The decision kicked up a storm of controversy, with many organisations saying it paved the way for prejudice.
“In places where national law is weak, this ruling will exclude many Muslim women from the workplace," policy office Maryam Hmadoun, of The Open Society Justice Initiative, told Reuters.
Amnesty International branded the ruling “disappointing”.
"Muslim women already experience significant obstacles in finding and keeping a job and this decision will only make matters worse, giving employers a licence to discriminate,” it said.
But Francois Fillon, French conservative presidential candidate, hailed the decision as a “huge relief”.
"The judgment ... defends the secular nature of society and puts a stop to the pushing of religious interests,” he said.
Women wearing headscarves: where Europe stands
Muslim women shopping in Knightsbridge, London
The ECJ ruling on wearing Islamic headscarves in the workplace passed some responsibility onto the national laws of member states, but Europe has a patchwork response when it comes to this controversial issue.
Germany recently overturned a state ban on teachers wearing hijabs in schools, after years of legal dispute.
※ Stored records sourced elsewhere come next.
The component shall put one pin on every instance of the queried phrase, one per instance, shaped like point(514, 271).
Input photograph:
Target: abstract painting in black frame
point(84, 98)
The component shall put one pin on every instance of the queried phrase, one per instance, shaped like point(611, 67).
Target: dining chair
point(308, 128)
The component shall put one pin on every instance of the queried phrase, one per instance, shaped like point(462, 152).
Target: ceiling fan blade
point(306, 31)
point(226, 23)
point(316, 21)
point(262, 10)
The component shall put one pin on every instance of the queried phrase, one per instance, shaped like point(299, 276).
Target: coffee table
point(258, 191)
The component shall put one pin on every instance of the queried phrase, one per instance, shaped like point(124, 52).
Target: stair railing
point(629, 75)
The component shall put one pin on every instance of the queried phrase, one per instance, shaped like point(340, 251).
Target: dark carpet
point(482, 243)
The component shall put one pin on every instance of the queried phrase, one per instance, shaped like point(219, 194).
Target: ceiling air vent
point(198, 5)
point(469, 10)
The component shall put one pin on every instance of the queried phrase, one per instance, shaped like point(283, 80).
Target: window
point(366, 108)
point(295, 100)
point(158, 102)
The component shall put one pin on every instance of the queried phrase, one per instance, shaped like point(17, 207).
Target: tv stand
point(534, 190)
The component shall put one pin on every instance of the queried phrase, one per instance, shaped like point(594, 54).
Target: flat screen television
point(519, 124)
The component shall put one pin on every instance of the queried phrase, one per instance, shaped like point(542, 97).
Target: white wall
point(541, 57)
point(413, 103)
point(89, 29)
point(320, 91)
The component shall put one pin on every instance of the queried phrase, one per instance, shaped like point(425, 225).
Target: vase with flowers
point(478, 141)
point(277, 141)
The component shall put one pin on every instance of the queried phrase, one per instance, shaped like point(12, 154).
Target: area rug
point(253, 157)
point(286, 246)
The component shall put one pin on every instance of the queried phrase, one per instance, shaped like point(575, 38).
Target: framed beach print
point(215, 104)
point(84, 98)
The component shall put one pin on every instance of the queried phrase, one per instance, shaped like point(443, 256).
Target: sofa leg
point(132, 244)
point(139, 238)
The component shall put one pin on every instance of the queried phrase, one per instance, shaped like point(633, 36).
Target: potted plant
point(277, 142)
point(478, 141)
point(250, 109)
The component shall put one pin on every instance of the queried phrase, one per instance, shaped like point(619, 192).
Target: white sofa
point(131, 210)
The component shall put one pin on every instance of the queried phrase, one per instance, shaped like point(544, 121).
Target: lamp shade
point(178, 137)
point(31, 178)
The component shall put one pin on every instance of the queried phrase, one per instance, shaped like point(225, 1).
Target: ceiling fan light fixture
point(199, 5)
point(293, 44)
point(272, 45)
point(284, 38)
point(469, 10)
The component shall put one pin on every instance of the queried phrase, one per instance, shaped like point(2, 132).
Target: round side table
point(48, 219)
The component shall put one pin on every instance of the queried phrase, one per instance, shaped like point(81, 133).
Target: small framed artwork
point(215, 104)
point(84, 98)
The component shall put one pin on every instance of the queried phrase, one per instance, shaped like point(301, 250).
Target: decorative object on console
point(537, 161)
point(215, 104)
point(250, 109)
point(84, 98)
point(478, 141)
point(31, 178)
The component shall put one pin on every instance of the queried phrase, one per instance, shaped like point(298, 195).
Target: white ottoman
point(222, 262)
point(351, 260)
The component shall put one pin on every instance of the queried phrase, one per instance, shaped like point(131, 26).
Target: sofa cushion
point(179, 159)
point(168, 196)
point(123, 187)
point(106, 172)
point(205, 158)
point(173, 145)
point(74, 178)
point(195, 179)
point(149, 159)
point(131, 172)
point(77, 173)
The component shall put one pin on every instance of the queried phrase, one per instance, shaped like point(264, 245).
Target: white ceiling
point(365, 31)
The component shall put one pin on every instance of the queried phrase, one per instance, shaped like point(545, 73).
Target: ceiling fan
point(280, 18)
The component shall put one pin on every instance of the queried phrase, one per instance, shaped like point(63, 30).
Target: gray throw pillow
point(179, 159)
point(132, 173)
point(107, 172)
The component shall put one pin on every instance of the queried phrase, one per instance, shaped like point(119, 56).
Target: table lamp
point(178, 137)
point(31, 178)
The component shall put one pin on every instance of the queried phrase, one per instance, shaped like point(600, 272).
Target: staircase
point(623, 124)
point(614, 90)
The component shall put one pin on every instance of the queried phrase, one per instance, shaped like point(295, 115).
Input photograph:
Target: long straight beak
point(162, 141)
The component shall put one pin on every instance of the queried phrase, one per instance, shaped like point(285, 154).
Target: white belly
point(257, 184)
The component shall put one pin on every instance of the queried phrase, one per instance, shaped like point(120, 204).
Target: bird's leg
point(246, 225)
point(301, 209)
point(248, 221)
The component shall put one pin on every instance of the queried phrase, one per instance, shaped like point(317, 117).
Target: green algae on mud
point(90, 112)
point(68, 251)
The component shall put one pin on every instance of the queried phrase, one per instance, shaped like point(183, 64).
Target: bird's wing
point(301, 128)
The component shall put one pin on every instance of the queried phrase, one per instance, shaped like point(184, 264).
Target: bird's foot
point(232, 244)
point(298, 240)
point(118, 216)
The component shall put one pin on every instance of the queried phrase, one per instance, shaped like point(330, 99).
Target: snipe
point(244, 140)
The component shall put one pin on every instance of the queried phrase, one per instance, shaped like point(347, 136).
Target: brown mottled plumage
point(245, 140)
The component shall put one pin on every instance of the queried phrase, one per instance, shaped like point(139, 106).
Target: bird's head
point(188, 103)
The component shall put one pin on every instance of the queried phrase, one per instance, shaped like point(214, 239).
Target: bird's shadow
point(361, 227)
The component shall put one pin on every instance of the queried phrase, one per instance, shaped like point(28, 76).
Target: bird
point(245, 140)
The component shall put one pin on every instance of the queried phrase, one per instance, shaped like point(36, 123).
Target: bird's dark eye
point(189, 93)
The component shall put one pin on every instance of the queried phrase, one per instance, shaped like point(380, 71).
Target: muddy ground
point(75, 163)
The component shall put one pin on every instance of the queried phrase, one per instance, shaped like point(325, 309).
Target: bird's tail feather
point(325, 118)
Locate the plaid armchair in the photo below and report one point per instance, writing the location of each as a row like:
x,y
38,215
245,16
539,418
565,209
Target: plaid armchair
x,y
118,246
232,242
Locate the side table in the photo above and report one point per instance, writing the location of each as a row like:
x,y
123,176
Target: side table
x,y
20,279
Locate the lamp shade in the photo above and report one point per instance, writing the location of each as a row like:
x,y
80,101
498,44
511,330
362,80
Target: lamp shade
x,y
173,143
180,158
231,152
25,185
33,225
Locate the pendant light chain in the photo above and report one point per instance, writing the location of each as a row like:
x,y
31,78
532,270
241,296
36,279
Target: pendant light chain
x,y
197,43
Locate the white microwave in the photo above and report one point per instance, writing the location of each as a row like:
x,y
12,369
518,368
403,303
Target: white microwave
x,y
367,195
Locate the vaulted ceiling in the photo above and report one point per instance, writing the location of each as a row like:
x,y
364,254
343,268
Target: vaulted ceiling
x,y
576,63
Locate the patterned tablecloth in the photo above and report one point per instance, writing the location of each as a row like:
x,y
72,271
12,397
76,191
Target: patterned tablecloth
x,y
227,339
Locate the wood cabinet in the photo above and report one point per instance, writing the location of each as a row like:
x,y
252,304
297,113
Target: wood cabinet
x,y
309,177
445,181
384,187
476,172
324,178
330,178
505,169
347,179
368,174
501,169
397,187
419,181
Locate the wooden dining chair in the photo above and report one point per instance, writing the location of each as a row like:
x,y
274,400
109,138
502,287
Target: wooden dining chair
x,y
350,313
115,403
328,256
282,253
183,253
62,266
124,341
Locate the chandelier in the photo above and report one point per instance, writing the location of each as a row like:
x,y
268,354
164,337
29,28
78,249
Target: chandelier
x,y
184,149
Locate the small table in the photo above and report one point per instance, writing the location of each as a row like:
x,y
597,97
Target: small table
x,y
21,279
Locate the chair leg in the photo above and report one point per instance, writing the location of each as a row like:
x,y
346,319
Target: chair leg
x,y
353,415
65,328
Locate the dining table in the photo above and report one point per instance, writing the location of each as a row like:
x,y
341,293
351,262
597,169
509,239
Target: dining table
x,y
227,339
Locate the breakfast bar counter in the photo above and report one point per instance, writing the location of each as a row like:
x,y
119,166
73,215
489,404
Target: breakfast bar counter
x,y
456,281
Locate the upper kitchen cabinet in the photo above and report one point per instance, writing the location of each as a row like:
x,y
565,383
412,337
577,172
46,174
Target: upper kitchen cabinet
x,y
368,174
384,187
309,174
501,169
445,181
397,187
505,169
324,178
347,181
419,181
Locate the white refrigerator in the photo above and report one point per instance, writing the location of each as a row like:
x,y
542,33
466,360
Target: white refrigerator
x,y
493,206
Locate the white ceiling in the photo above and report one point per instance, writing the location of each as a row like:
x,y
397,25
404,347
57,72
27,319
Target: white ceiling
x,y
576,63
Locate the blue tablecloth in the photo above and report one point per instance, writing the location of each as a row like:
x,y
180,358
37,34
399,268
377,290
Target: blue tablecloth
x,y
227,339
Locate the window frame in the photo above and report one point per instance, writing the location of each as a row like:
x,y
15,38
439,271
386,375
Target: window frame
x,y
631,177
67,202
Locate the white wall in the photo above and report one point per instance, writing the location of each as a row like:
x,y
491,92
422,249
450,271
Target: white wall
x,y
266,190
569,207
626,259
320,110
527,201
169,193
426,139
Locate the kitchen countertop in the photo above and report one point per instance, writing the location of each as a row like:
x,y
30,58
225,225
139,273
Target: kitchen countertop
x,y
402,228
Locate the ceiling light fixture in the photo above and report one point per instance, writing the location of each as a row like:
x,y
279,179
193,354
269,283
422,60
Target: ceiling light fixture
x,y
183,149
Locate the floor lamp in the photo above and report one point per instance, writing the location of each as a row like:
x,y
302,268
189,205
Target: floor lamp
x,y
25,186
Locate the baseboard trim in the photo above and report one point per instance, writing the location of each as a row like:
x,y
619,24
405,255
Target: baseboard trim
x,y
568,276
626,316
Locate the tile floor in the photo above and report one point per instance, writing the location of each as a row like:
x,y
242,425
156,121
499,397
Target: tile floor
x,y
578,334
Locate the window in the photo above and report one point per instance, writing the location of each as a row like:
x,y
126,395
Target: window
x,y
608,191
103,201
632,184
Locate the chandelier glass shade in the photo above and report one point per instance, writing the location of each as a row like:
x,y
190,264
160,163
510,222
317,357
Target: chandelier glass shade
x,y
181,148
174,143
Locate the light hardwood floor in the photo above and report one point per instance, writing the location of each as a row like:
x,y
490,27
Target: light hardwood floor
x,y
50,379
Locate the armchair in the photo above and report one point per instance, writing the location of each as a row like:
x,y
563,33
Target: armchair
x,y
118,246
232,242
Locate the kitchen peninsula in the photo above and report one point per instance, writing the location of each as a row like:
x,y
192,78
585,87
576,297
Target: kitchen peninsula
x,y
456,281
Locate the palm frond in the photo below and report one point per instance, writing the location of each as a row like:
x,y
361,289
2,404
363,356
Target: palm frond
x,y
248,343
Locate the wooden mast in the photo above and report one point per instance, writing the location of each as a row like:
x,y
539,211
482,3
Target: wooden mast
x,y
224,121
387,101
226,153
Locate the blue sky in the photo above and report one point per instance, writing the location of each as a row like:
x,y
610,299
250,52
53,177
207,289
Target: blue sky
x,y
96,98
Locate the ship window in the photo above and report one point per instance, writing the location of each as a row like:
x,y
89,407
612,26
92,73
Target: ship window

But chancellor Angela Merkel has supported a ban of full-faced veils “wherever legally possible”.
In January this year, Austria’s government agreed to ban full-face veils in public places such as courts and schools.
In 2011, France became the first European country to ban full-face Islamic veils in public places and it has since upheld the move with thousands of bans.
The decision was widely welcomed in a country where the separation of state and religion is a central part of its legal system.
Under current UK discrimination law, a ban on wearing an Islamic head covering of any kind would be lawful only if it was considered a “genuine occupational requirement”.
This would only cover certain, very specific circumstances, e.g. a nursery that objected to a Muslim employee who wore a full-length jilbab, as it was considered a tripping hazard.